If you haven’t checked out Malcolm Gladwell’s blog, now is a good time to do it. Commenting on the Duke lacrosse investigation, he notes that people just aren’t very good at picking perpetrators out of a line-up. Studies show that it’s even harder to correctly identify someone of a different race. From his blog entry:
This has been a huge issue for years in white identifications of black suspects. I would venture to guess that there are thousands of African Americans in prison right now for crimes they didn’t commit, largely because whites have far too much faith in their ability to tell one black face from another. Now, in the Duke case, we have a black identification of white suspects. The shoe is on the other foot. It will be interesting to see whether the legal system is any more willing to acknowledge the real limitations of eye-witness identifications when it is suspects from the racial majority who are on the receiving end of the bias, not the other way around.
I’ve been wondering about facial recognition and race ever since I was one of a couple white teachers in an all-black school in Alabama about ten years ago. Students were constantly getting me confused with another white teacher. I’m blond-haired and German-looking, and this other guy has thick, black Italian hair. Still, students – especially those who didn’t see us every day – had a hard time telling us apart.
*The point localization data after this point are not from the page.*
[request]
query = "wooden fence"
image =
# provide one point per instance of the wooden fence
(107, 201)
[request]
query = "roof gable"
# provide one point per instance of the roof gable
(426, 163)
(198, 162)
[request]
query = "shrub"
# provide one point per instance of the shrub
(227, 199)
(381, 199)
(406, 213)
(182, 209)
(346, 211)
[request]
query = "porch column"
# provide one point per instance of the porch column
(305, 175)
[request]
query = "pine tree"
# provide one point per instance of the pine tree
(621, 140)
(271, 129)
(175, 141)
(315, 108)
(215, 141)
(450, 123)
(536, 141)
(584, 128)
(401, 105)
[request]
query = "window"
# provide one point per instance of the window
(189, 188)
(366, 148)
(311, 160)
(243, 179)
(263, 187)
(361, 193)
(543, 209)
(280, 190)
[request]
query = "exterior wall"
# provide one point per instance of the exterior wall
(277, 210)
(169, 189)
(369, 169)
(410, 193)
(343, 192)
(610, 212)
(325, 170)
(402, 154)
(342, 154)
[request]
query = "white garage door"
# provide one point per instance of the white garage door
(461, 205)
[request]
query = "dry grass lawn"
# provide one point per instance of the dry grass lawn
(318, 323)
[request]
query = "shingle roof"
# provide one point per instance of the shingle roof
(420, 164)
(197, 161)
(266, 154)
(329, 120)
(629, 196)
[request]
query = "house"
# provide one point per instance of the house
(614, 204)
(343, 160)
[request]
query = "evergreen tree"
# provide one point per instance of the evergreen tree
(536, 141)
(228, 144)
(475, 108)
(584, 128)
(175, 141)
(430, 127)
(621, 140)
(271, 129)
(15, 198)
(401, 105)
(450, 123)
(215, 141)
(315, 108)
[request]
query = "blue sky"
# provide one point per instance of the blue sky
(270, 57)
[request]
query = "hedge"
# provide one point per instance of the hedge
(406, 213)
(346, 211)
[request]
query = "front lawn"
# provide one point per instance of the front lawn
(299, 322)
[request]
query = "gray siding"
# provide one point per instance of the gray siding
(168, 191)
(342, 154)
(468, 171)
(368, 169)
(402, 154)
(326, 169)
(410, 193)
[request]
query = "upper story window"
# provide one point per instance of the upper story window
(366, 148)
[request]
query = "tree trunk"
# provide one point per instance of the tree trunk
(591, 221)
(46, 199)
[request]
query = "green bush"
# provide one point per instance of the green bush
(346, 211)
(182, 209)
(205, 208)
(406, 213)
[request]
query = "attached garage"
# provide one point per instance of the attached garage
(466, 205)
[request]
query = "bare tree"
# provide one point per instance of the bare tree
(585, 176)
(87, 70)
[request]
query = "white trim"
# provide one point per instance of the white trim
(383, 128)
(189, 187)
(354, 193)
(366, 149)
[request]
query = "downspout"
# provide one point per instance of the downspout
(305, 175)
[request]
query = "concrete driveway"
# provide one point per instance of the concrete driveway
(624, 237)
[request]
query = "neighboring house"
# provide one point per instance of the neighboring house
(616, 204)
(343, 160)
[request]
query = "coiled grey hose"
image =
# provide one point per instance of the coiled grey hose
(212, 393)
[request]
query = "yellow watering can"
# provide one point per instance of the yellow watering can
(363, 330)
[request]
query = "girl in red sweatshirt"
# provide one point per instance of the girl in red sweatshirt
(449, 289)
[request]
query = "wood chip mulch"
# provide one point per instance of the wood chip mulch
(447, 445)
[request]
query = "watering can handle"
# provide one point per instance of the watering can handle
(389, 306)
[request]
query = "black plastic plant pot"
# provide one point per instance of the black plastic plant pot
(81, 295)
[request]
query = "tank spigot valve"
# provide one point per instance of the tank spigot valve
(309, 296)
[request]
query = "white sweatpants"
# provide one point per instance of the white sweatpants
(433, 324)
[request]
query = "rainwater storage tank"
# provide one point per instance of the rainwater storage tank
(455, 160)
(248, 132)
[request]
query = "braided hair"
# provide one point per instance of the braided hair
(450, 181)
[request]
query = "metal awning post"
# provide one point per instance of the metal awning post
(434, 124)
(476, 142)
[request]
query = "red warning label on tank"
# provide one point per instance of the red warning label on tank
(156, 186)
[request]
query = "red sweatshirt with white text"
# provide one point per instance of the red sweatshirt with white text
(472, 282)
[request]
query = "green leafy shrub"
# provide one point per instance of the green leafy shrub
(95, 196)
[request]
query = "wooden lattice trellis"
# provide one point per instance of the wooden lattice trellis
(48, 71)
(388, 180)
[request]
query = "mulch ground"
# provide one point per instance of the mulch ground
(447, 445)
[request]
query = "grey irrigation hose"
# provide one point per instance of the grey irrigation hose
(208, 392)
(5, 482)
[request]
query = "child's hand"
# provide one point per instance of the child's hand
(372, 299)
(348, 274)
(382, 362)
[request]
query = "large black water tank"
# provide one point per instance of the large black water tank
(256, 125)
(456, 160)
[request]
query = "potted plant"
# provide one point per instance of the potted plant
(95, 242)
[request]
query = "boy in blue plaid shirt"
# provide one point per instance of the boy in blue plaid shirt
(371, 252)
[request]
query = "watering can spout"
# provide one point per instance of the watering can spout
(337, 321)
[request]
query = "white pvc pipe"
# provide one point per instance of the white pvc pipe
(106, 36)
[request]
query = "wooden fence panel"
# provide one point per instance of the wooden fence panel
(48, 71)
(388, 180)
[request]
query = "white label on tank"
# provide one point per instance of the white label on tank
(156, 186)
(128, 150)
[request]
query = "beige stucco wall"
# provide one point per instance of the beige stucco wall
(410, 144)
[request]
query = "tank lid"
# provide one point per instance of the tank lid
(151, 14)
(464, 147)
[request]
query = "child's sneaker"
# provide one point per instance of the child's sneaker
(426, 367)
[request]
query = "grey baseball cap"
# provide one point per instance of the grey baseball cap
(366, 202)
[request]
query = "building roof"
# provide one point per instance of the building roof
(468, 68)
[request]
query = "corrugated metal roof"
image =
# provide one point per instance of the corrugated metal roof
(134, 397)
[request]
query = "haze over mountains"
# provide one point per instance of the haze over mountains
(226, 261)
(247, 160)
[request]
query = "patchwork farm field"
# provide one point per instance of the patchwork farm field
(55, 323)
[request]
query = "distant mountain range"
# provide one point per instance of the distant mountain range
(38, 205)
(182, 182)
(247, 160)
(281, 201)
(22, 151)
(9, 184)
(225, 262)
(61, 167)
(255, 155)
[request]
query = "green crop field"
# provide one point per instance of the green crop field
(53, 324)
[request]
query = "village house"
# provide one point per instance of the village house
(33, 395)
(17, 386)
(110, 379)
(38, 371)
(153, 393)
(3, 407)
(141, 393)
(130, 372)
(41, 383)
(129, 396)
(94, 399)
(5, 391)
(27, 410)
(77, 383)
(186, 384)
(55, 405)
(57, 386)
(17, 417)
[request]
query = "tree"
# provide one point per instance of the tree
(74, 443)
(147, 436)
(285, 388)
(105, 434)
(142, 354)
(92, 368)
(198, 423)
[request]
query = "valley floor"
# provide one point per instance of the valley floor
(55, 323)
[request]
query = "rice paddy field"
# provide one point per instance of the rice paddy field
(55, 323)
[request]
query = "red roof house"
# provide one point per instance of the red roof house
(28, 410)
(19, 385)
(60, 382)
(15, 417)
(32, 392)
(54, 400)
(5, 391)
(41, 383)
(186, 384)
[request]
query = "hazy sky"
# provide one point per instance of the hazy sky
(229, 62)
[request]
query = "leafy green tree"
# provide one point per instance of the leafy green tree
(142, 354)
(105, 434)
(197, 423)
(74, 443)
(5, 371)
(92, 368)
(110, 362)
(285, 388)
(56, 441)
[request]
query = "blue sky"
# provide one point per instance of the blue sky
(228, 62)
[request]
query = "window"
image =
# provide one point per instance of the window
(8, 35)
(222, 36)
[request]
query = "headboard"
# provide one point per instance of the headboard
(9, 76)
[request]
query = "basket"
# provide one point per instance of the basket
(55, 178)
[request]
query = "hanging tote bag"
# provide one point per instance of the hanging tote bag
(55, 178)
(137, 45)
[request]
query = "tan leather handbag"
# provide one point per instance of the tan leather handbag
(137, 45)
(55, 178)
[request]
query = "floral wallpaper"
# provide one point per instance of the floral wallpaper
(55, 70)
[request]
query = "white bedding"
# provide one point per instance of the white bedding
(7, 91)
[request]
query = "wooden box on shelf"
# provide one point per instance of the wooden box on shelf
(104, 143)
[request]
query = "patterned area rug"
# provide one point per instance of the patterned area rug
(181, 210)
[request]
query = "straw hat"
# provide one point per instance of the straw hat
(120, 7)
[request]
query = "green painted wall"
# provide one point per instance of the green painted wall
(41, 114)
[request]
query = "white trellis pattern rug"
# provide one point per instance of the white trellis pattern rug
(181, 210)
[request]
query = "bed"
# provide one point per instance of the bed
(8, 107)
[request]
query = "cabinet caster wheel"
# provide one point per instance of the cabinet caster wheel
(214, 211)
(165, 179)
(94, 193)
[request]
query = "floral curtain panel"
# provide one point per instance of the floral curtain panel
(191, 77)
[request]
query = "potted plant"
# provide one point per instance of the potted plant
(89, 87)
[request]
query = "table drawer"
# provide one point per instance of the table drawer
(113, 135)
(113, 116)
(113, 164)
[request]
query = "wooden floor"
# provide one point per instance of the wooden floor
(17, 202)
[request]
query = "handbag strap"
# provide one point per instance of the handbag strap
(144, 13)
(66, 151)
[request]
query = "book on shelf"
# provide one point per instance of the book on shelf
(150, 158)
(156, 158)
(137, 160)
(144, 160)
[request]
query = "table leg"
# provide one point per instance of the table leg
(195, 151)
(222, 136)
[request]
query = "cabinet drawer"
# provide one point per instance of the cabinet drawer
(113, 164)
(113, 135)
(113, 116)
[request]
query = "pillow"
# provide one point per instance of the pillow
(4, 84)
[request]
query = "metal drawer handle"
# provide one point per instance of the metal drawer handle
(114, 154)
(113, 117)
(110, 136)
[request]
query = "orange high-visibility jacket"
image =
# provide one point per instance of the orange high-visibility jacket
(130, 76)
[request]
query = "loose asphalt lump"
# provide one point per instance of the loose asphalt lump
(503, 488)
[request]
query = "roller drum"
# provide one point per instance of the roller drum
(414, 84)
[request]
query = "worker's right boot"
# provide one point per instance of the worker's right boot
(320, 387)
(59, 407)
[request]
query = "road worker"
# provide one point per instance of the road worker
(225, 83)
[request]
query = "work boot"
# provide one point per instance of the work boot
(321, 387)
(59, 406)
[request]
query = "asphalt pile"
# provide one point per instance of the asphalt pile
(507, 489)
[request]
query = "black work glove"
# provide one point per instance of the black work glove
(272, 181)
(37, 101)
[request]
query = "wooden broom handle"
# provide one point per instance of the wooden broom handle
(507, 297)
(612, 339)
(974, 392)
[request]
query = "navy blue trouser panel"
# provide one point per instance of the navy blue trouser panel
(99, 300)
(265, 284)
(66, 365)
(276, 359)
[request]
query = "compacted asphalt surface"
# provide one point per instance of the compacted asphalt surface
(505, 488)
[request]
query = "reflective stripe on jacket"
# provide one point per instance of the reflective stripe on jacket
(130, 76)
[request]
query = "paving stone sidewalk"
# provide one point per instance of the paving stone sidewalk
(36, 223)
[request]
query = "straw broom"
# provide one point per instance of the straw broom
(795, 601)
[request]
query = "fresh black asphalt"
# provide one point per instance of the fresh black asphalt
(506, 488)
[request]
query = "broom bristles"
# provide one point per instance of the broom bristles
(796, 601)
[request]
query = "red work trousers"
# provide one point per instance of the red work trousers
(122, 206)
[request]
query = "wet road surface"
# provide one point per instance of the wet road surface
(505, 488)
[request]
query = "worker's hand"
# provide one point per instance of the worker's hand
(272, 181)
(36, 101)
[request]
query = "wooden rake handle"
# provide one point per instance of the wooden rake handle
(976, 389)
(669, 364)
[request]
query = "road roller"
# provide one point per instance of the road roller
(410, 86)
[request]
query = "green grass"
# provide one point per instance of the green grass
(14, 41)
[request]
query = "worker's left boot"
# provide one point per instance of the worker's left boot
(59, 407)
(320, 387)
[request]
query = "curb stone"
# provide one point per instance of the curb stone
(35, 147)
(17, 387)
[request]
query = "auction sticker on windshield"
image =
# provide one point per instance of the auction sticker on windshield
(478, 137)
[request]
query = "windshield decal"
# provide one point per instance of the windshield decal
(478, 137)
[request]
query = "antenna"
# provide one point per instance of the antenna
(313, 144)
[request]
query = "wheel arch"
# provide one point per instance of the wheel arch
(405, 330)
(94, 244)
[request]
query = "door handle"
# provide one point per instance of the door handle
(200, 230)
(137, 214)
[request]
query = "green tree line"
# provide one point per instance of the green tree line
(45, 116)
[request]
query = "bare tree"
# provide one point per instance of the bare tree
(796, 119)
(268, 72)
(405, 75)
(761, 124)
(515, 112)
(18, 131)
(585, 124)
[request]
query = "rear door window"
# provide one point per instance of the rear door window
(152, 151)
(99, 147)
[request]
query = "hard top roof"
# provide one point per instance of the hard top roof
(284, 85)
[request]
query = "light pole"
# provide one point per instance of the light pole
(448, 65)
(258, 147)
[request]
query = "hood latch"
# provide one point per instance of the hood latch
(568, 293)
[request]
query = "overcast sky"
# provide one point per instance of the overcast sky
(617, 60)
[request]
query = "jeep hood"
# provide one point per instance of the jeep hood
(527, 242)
Gladwell says that it will be interesting to see “whether the legal system is any more willing to acknowledge” these limitations when whites are the ones being picked out of the line-up. I think most of us can predict the outcome of this one, and it’s more depressing than interesting. These lacrosse players will have good lawyers who will artfully explain to the judge or jury the shortcomings of cross-race identification. It’s not depressing that these shortcomings are going to be exposed, but that that they haven’t been discussed already.